In this blog, prior to the election, I noted that as a queer man, I don’t need anyone to pray my gay away, because I’m not broken and I don’t need fixing. My sexuality is an endowed state of being, and I believe to be part of God’s ineluctable plan for my destiny and the destiny of the world God created. I accept my orientation and I thank God for what I am, and I don’t need Theresa Hooks or Stan Henry preaching a political agenda which proclaims my brokenness and consequently insists that I and my queer sisters and brothers should be regarded in some way as second-class citizens in the Commonwealth. For the new mayor to demonize us in that fashion is a grave offense, one that will be very difficult to forgive.
Because Stan Henry saw fit to adopt the Theresa hooks narrative of blaming her electoral defeat on the queer nation, he broke trust with me, and I expect he has broken trust with an awful lot of other queerfolk in Cathedral City. If Stan Henry were so hot fired to put Theresa hooks on the Council, we may ask again why did he lack the courage to move her appointment at the December 10 meeting at which the issue was settled? If Stan Henry wants to blame queerfolk for his political ally not having been seated, then he has only himself to blame as and to the extent that queerfolk in Cathedral City do not see fit to give him the benefit of any doubt, or, even more tellingly, come to view him as little more than a pale political clone of his predecessor. If Stan Henry did not realize the growing weight and clout of a queer voting bloc in Cathedral City, and feels that he can insult us with impunity, then he has made yet another rookie mistake.
If Mr. Henry wants to try to regain the lost trust of so many of us in Cathedral City’s queer nation, he will need to proffer appropriate expressions of regret and contrition, and the Council, now with three gay members out of a total of five, will need to hold his feet to the fire, and will need to make clear that all five of them need to represent all 50,000-plus of us.
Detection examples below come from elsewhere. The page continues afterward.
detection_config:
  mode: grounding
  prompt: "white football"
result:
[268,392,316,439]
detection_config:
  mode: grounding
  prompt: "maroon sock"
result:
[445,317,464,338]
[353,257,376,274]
Cathedral City’s queerfolk will be watching, and will expect the gay councilmembers to be more forthright in defense of the queer nation.
Trust is hard to earn, and Stan Henry made a rookie mistake by antagonizing the queer nation last night. One of my former colleagues predicted prior to the election the Stan Henry would be a one term mayor. I think my former colleague may well have been right. The queer nation has long memories, and those long memories are the collective custodian of all of the slights that have been visited upon us by ambitious, but maladroit, political operators like Stan Henry. We’ve come too far, fought too hard, lost too many, and put up with too much right wing bullshit to allow local politicians to insult us without cost.